Bug `helped IBM’s Deep Blue defeat Garry Kasparov`

Fifteen years after Grand Master Garry Kasparov lost to an IBM supercomputer known as Deep Blue, one of its designers has revealed that the move was the result of a bug in its software.

The revelation was published in a book by statistician and New York Times journalist Nate Silver titled ‘The Signal and the Noise’ — and promptly highlighted by Ezra Klein of the Washington Post.

For his book, Silver interviewed Murray Campbell, one of the three IBM computer scientists who designed Deep Blue, and told him that the machine was unable to select a move and simply picked one at random.

At the time, Deep Blue versus Kasparov was hailed as a seminal moment in the history of computer science — and lamented as a humiliating defeat for the human intellect. But it may have just been a lesson that as humans, we tend to blow things way out of proportion.

Many chess masters have long claimed that Kasparov was at a significant disadvantage during the match.

Deep Blue’s designers had the opportunity to tweak Deep Blue’s programming between matches to adapt to Kasparov’s style and strategy.

They also had access to the full history of his previous public matches.

Kasparov had no similar record of Big Blue’s performance.

Because the machine had been heavily modified since he had last played it, he was essentially going in blind.

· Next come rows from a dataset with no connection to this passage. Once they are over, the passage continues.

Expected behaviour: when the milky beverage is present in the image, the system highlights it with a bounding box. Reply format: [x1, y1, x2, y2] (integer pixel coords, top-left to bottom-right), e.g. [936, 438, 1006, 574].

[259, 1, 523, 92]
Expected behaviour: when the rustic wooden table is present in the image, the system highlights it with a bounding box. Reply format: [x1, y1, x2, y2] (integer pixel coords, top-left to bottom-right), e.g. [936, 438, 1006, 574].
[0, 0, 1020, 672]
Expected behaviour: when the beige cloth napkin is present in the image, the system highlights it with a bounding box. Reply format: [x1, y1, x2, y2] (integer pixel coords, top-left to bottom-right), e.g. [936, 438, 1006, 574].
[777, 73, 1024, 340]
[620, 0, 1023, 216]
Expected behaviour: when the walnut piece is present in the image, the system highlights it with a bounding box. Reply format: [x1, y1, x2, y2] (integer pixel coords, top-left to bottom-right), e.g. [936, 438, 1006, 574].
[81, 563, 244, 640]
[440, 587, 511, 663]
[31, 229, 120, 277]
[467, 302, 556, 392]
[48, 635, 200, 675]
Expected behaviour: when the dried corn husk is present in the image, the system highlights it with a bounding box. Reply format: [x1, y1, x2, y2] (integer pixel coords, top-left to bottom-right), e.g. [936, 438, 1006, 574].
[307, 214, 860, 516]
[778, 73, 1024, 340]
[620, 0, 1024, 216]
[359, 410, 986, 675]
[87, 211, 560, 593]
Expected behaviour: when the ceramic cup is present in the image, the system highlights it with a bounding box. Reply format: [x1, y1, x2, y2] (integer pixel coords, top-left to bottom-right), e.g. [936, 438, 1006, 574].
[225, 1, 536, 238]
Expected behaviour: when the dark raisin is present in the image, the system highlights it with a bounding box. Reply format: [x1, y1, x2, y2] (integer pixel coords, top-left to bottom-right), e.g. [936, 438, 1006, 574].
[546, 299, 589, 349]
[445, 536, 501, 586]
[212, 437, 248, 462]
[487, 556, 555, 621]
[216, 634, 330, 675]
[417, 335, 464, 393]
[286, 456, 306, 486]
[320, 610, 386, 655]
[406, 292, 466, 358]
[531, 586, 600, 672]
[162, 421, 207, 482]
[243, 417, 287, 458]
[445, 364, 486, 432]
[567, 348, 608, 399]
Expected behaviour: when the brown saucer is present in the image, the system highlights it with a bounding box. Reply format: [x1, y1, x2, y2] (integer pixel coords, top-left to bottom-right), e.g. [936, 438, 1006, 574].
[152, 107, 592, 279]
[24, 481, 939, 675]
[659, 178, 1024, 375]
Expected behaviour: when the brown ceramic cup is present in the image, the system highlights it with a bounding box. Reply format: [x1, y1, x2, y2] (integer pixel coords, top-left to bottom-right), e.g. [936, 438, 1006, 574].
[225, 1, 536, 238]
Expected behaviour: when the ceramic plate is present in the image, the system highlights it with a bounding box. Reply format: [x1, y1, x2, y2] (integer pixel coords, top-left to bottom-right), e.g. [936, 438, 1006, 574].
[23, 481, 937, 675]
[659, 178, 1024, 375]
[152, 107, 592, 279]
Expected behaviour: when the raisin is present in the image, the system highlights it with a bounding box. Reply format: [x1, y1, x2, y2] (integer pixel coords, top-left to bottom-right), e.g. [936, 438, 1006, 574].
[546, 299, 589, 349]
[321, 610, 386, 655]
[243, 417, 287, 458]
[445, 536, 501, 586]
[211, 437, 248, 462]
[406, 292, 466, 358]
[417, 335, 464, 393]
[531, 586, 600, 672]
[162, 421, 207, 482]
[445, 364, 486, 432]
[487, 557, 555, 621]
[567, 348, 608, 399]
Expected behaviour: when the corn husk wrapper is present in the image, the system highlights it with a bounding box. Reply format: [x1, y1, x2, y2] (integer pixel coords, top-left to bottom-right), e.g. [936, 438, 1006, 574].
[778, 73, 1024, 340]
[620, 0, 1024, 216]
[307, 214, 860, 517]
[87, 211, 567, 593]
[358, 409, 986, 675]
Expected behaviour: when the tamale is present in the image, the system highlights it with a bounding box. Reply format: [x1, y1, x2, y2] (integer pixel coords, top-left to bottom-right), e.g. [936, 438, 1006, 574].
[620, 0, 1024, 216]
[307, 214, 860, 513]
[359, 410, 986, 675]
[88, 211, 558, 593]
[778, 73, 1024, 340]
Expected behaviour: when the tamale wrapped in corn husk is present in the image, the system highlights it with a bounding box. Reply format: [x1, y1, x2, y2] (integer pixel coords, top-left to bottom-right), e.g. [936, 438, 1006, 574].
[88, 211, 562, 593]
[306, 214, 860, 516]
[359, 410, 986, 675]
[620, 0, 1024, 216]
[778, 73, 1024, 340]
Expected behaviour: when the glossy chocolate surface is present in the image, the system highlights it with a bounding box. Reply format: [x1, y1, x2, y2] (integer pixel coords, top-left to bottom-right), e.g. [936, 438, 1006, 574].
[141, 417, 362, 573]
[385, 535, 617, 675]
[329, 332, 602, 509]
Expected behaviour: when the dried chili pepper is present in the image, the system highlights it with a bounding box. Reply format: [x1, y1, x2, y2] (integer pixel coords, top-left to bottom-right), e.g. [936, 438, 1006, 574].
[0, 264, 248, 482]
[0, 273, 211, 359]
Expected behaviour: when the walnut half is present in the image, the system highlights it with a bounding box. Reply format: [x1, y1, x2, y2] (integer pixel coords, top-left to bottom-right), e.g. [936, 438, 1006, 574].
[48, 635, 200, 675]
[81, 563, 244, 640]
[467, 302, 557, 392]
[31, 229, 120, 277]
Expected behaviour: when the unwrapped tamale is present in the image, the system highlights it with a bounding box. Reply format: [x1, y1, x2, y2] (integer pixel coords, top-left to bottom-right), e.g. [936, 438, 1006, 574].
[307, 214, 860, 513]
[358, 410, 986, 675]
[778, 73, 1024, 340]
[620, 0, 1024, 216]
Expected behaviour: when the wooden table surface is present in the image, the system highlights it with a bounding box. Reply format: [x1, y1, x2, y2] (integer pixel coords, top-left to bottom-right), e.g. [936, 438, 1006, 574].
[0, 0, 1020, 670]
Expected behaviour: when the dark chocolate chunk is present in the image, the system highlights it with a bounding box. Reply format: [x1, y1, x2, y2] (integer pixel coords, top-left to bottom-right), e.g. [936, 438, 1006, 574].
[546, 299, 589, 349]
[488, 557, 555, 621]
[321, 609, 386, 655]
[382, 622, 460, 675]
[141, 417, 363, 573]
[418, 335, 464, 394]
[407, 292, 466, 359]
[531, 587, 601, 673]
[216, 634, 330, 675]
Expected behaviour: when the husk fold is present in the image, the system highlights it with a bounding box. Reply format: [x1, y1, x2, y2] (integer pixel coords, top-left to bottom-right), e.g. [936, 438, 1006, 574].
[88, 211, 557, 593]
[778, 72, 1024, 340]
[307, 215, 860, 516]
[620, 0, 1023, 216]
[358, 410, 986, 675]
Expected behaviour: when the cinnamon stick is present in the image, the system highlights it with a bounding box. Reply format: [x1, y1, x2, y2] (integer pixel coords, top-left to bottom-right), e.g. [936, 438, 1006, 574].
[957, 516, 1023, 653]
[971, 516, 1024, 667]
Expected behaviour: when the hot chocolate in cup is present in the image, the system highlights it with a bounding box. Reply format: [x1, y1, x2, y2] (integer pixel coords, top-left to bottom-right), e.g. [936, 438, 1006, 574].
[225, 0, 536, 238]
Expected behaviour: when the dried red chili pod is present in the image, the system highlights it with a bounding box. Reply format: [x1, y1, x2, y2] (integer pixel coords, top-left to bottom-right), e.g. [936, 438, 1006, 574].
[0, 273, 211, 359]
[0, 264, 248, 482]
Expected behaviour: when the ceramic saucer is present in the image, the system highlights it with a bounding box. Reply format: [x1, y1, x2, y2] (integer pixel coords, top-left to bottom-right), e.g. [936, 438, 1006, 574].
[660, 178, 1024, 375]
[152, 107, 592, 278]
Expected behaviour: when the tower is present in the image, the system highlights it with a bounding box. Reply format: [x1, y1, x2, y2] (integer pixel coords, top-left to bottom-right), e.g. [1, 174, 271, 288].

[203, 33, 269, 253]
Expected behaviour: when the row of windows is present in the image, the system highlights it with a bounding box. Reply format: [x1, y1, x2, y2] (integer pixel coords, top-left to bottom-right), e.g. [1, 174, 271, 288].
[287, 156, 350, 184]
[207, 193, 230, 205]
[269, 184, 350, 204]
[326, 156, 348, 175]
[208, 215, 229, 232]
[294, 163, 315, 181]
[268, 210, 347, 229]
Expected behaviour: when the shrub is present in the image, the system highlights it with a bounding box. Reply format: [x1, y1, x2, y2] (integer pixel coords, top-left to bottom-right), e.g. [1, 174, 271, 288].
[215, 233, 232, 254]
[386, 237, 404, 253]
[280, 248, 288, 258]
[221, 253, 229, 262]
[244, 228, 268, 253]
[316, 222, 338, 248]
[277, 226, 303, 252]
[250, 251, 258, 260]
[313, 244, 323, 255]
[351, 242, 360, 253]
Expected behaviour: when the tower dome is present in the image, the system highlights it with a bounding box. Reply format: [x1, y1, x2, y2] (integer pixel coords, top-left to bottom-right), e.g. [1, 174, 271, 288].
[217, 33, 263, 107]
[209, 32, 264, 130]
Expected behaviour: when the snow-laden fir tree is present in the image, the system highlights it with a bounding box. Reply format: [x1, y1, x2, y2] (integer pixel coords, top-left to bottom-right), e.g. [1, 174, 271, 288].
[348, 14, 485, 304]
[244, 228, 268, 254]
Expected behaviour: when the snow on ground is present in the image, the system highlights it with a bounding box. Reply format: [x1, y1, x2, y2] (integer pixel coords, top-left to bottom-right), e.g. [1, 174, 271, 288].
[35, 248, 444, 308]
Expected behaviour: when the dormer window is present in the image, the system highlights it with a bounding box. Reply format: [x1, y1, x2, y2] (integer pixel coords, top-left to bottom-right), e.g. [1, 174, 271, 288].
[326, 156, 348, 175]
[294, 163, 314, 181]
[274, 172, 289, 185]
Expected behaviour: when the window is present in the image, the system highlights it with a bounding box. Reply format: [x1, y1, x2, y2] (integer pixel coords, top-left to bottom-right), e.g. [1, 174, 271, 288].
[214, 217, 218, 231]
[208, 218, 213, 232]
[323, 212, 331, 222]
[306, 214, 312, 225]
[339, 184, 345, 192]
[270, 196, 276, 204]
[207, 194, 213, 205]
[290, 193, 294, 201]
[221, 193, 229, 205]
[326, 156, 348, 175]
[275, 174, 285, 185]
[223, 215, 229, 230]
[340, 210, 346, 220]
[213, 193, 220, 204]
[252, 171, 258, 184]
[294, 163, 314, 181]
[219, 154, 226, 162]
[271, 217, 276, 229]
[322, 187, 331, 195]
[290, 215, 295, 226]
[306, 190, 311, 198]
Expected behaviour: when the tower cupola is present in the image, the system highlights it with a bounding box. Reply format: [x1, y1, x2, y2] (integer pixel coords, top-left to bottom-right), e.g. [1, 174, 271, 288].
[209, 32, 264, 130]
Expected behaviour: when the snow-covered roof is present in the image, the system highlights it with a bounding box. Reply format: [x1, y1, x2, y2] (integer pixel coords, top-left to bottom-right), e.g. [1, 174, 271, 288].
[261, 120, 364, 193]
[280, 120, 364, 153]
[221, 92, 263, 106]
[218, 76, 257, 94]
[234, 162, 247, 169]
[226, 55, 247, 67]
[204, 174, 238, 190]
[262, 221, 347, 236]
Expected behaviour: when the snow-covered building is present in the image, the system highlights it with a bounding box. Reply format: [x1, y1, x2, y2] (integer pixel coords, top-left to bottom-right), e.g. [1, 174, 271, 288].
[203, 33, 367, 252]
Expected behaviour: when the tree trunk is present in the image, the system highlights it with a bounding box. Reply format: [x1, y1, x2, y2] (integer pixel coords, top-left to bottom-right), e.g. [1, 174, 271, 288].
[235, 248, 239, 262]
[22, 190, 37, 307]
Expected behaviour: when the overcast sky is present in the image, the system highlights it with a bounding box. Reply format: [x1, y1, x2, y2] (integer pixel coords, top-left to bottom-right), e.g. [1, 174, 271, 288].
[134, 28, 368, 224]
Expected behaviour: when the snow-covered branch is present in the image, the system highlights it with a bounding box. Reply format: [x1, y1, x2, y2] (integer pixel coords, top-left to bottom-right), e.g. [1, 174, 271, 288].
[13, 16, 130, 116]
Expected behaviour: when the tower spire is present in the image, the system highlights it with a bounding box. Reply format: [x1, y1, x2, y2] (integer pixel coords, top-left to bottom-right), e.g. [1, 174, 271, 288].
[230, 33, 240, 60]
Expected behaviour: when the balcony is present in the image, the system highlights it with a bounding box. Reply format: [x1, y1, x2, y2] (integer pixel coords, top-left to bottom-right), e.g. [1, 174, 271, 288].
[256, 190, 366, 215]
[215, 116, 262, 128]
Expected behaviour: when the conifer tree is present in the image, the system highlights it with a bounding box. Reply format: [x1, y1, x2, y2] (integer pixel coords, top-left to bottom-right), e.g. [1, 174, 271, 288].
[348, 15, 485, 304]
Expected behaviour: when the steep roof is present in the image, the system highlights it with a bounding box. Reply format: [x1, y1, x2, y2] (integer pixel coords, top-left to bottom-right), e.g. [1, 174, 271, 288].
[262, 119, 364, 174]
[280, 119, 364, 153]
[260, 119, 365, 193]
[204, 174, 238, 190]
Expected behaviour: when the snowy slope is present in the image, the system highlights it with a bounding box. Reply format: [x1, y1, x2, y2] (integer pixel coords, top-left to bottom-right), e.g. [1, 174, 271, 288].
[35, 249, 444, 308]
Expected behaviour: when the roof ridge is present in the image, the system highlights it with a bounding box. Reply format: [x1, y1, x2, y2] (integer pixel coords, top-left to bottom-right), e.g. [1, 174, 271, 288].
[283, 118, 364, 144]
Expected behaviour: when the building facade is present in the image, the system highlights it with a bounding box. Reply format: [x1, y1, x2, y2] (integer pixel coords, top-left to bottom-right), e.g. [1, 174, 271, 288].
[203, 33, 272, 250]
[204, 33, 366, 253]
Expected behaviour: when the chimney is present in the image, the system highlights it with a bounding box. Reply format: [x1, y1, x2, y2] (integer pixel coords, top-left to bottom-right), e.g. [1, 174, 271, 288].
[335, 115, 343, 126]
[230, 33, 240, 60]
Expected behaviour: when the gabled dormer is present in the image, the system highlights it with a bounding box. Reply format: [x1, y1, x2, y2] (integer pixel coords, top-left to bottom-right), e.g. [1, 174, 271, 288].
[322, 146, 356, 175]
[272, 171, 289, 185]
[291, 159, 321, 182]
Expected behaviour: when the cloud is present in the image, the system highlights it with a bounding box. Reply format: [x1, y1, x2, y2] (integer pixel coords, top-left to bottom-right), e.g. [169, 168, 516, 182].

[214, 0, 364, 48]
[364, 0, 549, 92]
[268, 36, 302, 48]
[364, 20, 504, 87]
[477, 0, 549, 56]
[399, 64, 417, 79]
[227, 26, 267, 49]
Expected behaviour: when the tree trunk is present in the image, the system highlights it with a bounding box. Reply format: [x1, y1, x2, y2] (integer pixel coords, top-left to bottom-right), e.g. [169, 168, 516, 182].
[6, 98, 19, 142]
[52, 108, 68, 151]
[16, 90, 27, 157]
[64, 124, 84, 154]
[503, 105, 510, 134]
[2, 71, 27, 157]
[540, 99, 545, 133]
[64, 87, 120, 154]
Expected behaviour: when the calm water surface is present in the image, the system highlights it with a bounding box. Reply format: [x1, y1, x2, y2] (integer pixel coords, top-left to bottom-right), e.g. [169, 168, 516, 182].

That strange move was chalked up to these advantages.

The IBM team did tweak the algorithms between games, but part of what they were doing was fixing the bug that resulted in that unexpected move.

The machine made a mistake, then they made sure it wouldn’t do it again.

The irony is that the move had messed with Kasporav’s mind, and there was no one to fix this bug.

“Kasparov had concluded that the counterintuitive play must be a sign of superior intelligence,” Campbell told Silver.

“He had never considered that it was simply a bug,” he said.